Les simulations informatiques prévoient une forte augmentation des situations dans lesquelles les ondulations du jet-stream dans l’atmosphère cessent d’avancer et prennent énormément de volume. Cette situation peut favoriser l’apparition de phénomènes météorologiques extrêmes plus fréquents sur terre : les vents d’ouest cessent de pousser vers l’avant les systèmes météorologiques qui, de ce fait, deviennent plus persistants.
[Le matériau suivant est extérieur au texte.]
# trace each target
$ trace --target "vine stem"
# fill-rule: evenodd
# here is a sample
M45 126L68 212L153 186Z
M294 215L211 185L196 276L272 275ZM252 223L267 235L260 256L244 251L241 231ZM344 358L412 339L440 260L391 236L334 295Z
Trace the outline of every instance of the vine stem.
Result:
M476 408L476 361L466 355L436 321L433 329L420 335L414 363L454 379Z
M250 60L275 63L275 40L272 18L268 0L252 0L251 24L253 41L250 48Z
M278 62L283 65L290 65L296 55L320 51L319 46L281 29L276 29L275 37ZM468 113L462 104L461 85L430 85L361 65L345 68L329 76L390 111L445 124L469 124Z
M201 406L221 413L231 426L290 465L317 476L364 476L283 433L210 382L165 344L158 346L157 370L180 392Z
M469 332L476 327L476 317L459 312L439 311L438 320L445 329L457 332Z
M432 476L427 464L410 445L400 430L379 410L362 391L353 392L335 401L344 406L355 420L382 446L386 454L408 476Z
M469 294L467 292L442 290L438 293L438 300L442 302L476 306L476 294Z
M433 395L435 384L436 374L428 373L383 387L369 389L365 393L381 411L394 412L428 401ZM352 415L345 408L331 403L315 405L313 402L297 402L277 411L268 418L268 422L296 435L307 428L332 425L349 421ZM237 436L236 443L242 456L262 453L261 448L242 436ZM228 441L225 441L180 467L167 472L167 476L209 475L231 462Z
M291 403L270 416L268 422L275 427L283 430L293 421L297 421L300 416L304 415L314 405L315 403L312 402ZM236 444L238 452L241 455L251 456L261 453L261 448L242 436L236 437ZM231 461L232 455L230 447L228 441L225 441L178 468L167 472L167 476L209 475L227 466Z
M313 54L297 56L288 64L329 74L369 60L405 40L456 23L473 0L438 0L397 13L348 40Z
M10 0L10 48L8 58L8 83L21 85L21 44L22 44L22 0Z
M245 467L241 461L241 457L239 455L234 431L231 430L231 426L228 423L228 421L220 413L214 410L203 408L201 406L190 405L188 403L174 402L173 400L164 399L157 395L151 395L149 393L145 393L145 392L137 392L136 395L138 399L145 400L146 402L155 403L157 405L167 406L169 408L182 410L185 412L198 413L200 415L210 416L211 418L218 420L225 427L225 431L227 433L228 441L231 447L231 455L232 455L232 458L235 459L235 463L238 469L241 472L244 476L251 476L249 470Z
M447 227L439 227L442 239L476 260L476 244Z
Une équipe internationale établit un lien entre cette situation et le réchauffement de la planète dû aux activités humaines, surtout dans l’Arctique. 
 
« Nous attendons à une augmentation d’environ 50 pour cent de l’incidence des conditions atmosphériques favorisant une progression hésitante du jet-stream et une stagnation des conditions météorologiques extrêmes, » déclare Michael Mann, de l’université de l’État de Pennsylvanie (les USA) et auteur principal de l’étude à paraître dans Science Advances. « Nous appelons ce phénomène amplification quasi résonnante des ondes planétaires (quasi-resonant amplification of planetary waves – QRA), mais ce que veut dire cette expression savante est bien simple : les populations vont être plus souvent confrontées à des épisodes météorologiques extrêmes et potentiellement dangereux.